Selon le texte de loi, les associations bénéficiant d'aides publiques ne peuvent « tenir des discours qui soient contraires à la République ». Les aides seraient ainsi conditionnées à la signature d'un « contrat d'engagements pour le respect des valeurs de la République et des exigences minimales de la vie en société ».

« L'idée était bien de lutter contre le séparatisme principal qu'est l'islam radical », a déclaré le ministre de l’Intérieur Gérald Darmanin, avant d'ajouter : « Ce n'est pas le seul objet du texte qui s'adresse à tous les cultes, contre tous les mouvements sectaires. »

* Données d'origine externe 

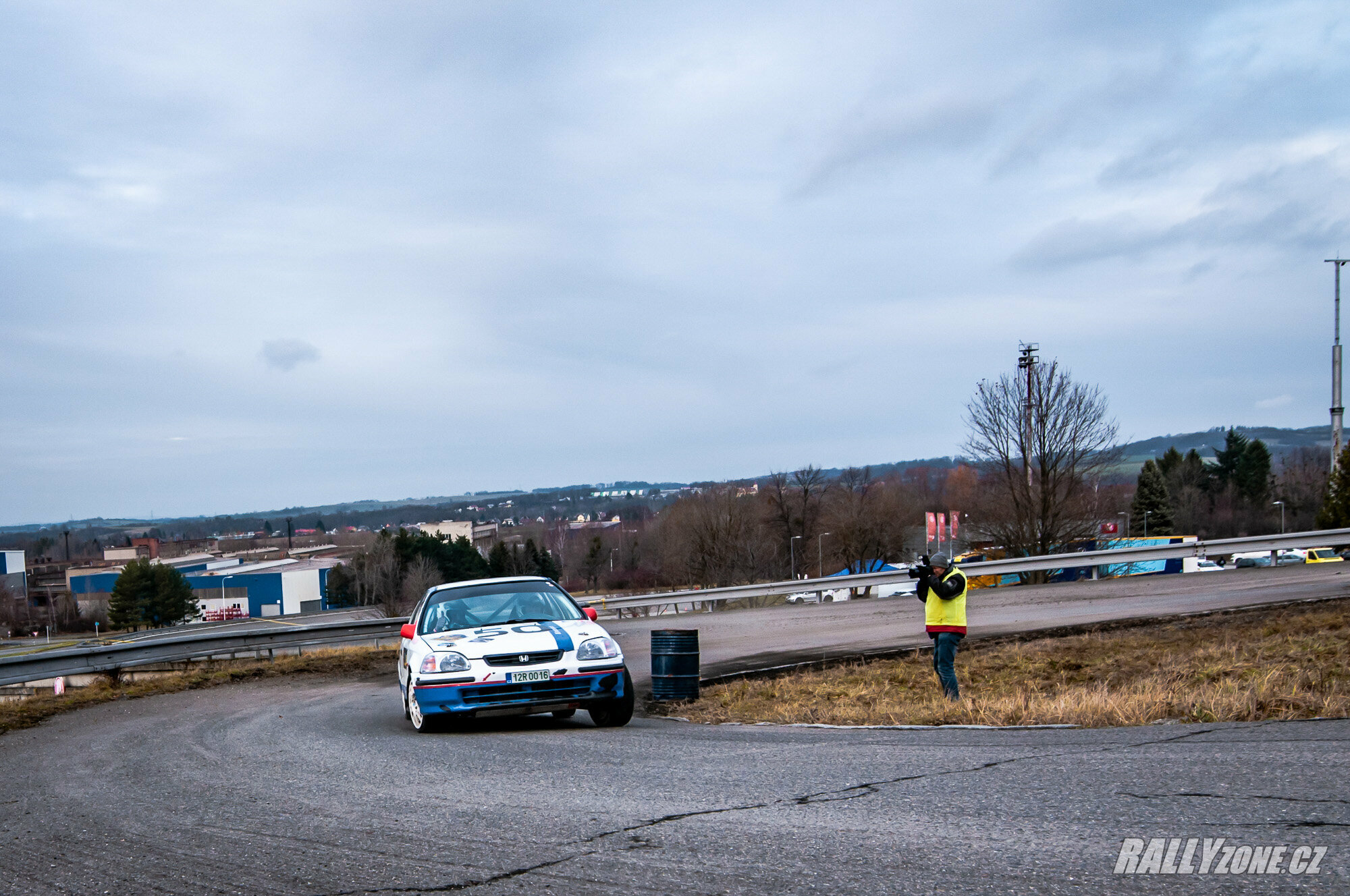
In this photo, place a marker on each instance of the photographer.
(943, 592)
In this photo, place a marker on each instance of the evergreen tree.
(341, 588)
(461, 561)
(1193, 472)
(591, 566)
(1252, 476)
(1229, 458)
(546, 566)
(1151, 496)
(172, 601)
(1336, 509)
(130, 596)
(151, 594)
(1170, 462)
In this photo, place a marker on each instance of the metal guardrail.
(196, 646)
(1074, 561)
(48, 665)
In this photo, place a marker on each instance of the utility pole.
(1337, 411)
(1027, 362)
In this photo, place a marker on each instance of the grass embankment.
(341, 662)
(1289, 663)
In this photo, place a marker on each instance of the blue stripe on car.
(561, 638)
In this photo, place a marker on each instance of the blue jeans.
(944, 662)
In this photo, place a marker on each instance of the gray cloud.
(692, 238)
(287, 354)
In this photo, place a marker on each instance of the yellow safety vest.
(952, 612)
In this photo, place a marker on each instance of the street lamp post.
(1337, 411)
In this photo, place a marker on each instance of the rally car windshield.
(497, 605)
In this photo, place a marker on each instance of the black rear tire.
(615, 713)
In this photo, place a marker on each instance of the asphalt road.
(313, 787)
(742, 640)
(14, 647)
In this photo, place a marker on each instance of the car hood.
(522, 638)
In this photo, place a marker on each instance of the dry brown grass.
(342, 662)
(1287, 663)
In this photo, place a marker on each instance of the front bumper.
(473, 698)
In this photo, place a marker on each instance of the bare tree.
(866, 519)
(794, 505)
(1302, 485)
(1059, 431)
(715, 539)
(379, 576)
(422, 574)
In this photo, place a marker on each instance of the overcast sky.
(256, 256)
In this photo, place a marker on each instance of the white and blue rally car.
(510, 647)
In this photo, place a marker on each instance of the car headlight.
(445, 663)
(597, 650)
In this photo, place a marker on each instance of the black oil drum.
(676, 665)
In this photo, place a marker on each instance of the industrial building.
(226, 588)
(14, 574)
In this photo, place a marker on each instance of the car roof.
(470, 582)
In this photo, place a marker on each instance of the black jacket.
(946, 590)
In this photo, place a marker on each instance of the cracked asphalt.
(319, 787)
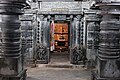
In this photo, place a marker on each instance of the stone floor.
(57, 74)
(65, 72)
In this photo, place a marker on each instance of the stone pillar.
(109, 47)
(92, 27)
(11, 59)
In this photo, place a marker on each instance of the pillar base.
(20, 76)
(94, 76)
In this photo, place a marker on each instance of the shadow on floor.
(30, 78)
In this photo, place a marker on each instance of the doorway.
(60, 54)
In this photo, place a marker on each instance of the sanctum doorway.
(60, 52)
(58, 39)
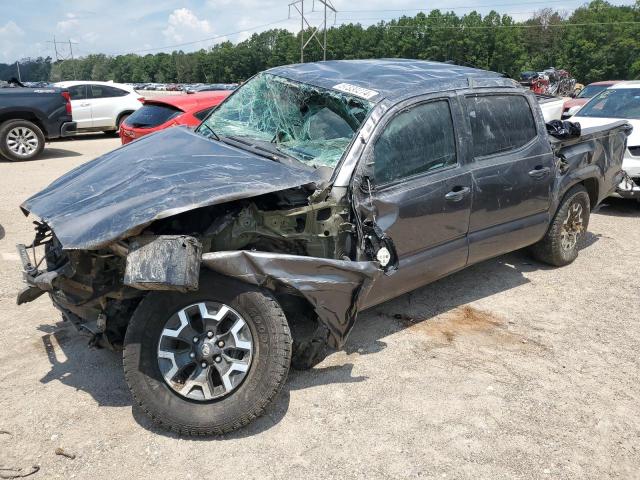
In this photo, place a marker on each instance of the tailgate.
(598, 151)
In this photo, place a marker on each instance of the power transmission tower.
(61, 57)
(327, 6)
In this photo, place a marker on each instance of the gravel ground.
(507, 370)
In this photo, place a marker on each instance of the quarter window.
(78, 92)
(202, 114)
(103, 91)
(500, 123)
(418, 140)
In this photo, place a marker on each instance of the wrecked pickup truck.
(218, 258)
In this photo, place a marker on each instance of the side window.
(500, 123)
(418, 140)
(103, 91)
(78, 92)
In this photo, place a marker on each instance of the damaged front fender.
(334, 288)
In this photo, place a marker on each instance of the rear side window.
(103, 91)
(500, 123)
(202, 114)
(78, 92)
(418, 140)
(151, 115)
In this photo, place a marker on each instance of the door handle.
(457, 194)
(539, 172)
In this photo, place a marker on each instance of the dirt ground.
(507, 370)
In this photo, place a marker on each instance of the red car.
(164, 112)
(585, 95)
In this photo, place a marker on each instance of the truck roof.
(394, 78)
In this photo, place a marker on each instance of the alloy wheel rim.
(205, 351)
(22, 141)
(572, 227)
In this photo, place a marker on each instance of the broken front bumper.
(628, 188)
(38, 282)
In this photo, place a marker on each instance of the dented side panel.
(335, 288)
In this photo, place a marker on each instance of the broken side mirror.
(379, 247)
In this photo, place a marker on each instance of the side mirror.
(573, 110)
(367, 186)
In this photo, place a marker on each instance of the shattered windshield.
(614, 103)
(312, 124)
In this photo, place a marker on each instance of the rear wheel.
(121, 119)
(207, 362)
(20, 140)
(567, 231)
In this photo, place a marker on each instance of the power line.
(456, 7)
(551, 25)
(208, 39)
(298, 5)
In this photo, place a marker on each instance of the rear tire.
(116, 132)
(167, 405)
(20, 140)
(562, 242)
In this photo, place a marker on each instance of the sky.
(27, 27)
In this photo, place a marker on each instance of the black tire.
(121, 119)
(26, 126)
(265, 377)
(550, 249)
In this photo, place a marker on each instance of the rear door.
(80, 106)
(105, 104)
(513, 169)
(422, 193)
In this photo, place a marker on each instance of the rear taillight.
(67, 99)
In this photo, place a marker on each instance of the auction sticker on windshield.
(355, 90)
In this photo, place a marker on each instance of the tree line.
(597, 41)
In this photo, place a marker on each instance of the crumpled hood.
(586, 122)
(158, 176)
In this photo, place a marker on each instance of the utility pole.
(327, 6)
(73, 64)
(60, 57)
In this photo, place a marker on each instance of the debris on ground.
(9, 473)
(62, 453)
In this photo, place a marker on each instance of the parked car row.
(184, 87)
(29, 117)
(164, 112)
(101, 106)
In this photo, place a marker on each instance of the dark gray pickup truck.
(29, 116)
(218, 258)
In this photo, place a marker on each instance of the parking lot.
(509, 369)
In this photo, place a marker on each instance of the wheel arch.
(593, 189)
(122, 114)
(27, 115)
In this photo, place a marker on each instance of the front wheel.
(207, 362)
(20, 140)
(563, 240)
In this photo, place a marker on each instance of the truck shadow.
(53, 153)
(99, 372)
(619, 207)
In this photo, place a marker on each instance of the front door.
(513, 171)
(421, 195)
(80, 106)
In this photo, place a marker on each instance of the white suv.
(101, 106)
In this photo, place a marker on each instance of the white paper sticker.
(355, 90)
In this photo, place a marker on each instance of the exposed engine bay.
(98, 290)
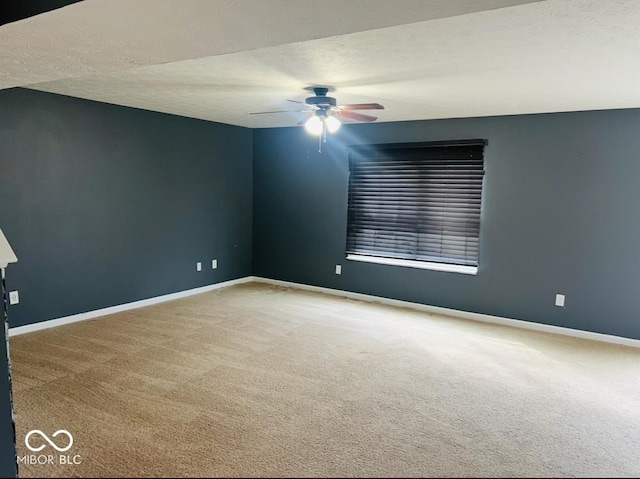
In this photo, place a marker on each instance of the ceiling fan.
(325, 112)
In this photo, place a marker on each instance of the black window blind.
(416, 201)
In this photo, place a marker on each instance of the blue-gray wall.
(106, 205)
(560, 215)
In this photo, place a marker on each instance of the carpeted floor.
(258, 380)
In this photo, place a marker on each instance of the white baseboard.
(516, 323)
(546, 328)
(52, 323)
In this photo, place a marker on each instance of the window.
(416, 204)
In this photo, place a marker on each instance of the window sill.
(449, 268)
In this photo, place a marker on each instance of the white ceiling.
(221, 60)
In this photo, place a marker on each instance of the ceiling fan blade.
(275, 111)
(362, 106)
(357, 116)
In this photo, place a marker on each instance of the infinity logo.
(46, 438)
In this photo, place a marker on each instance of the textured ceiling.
(554, 55)
(100, 36)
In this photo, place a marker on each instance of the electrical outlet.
(14, 297)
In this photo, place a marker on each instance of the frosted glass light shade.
(314, 125)
(6, 253)
(333, 124)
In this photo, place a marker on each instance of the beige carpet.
(257, 380)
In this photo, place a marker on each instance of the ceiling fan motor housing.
(321, 100)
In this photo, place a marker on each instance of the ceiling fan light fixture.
(333, 124)
(314, 125)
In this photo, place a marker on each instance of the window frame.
(447, 265)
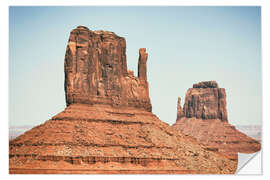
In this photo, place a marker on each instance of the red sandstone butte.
(107, 126)
(204, 117)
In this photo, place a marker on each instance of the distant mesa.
(205, 118)
(108, 126)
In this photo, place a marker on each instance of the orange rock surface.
(108, 126)
(205, 118)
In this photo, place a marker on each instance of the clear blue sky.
(185, 45)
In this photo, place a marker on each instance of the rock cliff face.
(206, 101)
(180, 112)
(108, 126)
(205, 118)
(96, 71)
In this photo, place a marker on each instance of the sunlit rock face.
(204, 117)
(96, 71)
(107, 126)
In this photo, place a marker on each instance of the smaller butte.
(204, 117)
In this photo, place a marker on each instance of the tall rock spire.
(180, 113)
(96, 71)
(206, 101)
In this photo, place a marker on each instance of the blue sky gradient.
(185, 45)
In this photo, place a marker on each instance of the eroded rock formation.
(206, 101)
(205, 118)
(108, 126)
(180, 112)
(96, 71)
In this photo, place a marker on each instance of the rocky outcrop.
(205, 118)
(96, 71)
(180, 112)
(108, 126)
(206, 101)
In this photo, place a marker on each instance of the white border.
(4, 75)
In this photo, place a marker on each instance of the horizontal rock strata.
(205, 118)
(108, 126)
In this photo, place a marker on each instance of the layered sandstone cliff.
(204, 117)
(108, 126)
(96, 71)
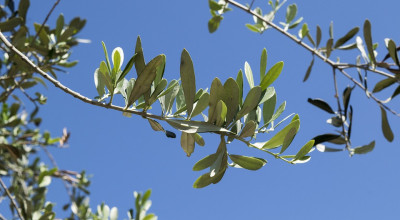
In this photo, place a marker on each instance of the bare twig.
(45, 20)
(12, 199)
(315, 52)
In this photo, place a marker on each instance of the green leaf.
(319, 35)
(291, 12)
(249, 74)
(195, 126)
(308, 70)
(383, 84)
(304, 150)
(329, 47)
(391, 46)
(263, 63)
(140, 64)
(251, 101)
(288, 139)
(213, 23)
(368, 41)
(278, 112)
(249, 129)
(364, 149)
(205, 162)
(127, 68)
(188, 80)
(239, 81)
(272, 75)
(321, 104)
(278, 138)
(187, 143)
(117, 59)
(214, 5)
(198, 139)
(106, 55)
(346, 37)
(269, 107)
(387, 131)
(250, 163)
(144, 80)
(98, 82)
(346, 98)
(155, 125)
(200, 105)
(231, 99)
(303, 32)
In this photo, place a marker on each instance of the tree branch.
(317, 53)
(12, 199)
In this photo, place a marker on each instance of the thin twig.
(45, 20)
(314, 51)
(340, 108)
(11, 198)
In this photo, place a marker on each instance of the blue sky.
(125, 154)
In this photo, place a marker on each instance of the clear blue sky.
(125, 154)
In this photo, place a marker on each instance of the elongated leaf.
(272, 75)
(239, 81)
(231, 99)
(346, 37)
(248, 129)
(187, 143)
(387, 131)
(188, 80)
(365, 148)
(278, 138)
(318, 36)
(393, 52)
(195, 126)
(98, 82)
(117, 57)
(269, 108)
(321, 104)
(140, 64)
(216, 92)
(308, 70)
(107, 59)
(251, 101)
(263, 63)
(329, 47)
(205, 162)
(288, 139)
(249, 74)
(304, 150)
(368, 41)
(291, 12)
(198, 139)
(144, 80)
(200, 105)
(383, 84)
(250, 163)
(155, 125)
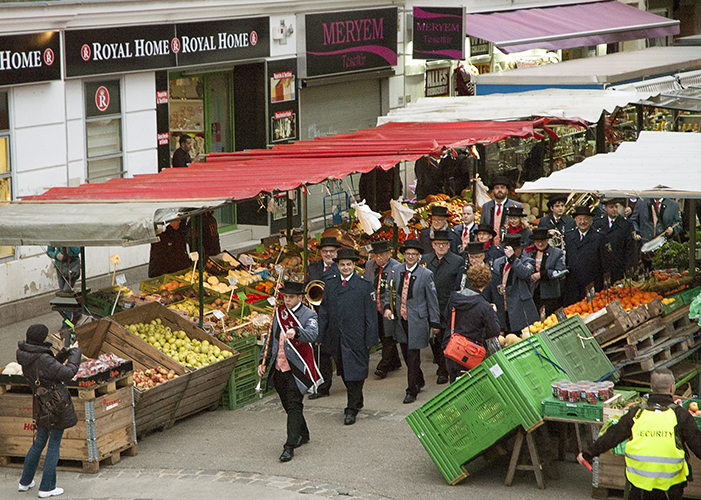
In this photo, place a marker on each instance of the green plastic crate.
(462, 421)
(553, 407)
(577, 351)
(525, 371)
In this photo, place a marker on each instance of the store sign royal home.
(439, 33)
(30, 58)
(343, 42)
(163, 46)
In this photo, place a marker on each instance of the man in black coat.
(348, 328)
(445, 266)
(585, 258)
(320, 270)
(620, 247)
(377, 271)
(439, 222)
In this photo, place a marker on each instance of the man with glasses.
(415, 314)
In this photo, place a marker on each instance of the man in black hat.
(348, 328)
(439, 222)
(445, 266)
(493, 212)
(377, 271)
(585, 258)
(320, 270)
(511, 289)
(293, 372)
(619, 246)
(557, 218)
(416, 315)
(549, 265)
(485, 234)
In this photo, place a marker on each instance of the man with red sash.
(289, 353)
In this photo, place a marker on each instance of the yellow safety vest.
(653, 459)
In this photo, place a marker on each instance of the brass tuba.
(314, 292)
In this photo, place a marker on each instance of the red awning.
(568, 26)
(243, 175)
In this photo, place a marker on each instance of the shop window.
(103, 130)
(5, 171)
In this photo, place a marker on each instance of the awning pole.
(200, 266)
(692, 238)
(305, 221)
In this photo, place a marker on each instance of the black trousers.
(415, 377)
(291, 400)
(354, 388)
(390, 354)
(326, 369)
(631, 492)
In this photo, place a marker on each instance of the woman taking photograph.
(39, 363)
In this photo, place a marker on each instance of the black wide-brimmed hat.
(347, 254)
(329, 241)
(379, 247)
(514, 211)
(511, 240)
(554, 198)
(411, 244)
(439, 211)
(441, 236)
(475, 247)
(486, 228)
(582, 210)
(293, 288)
(540, 233)
(500, 179)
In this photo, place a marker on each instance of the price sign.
(560, 315)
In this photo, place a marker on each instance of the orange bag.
(463, 350)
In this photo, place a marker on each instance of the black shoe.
(287, 455)
(318, 395)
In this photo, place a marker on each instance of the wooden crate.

Personne n'est dupe : ce sont bien les citoyennes et citoyens de confession musulmane qui sont visés par ce projet de loi. Ces dernières semaines, une véritable campagne s'est tenue dans les médias. Ce projet de loi porte un héritage colonial raciste et s'inscrit dans un contexte marqué par une recrudescence d'actes et de paroles racistes dans le débat public public :

  • l’usage du mot « ensauvagement » répété par les membres du gouvernement et repris par les médias ;
  • la monstrueuse mise en scène raciste de la députée Danièle Obono dans un magazine ;
  • la « plaisanterie » d’un ancien président de la République assimilant « singes » et personnes noires ;
  • les humiliations publiques répétées de femmes qui portent le foulard…

Récemment, une dirigeante de l'Unef a été attaquée sur son voile, alors qu'elle s'exprimait sur l'aggravation des conditions de vie des étudiants dans le contexte de crise sanitaire.

La laïcité a pour objectif principal de garantir les libertés et l'égalité. L’État se doit justement d'être neutre et laïc pour permettre aux citoyennes ou citoyens d'exprimer librement leurs idées, dans la mesure où cette expression n’empiète pas sur la liberté d’autrui.

La CGT rappelle son attachement à la laïcité telle que définie dans la loi de 1905. La modifier, comme le projette l’exécutif, risque de détruire cet équilibre et de renforcer l’instrumentalisation de la laïcité.

Cette instrumentalisation est doublement dangereuse : elle fait le jeu de l'extrême droite et divise la société.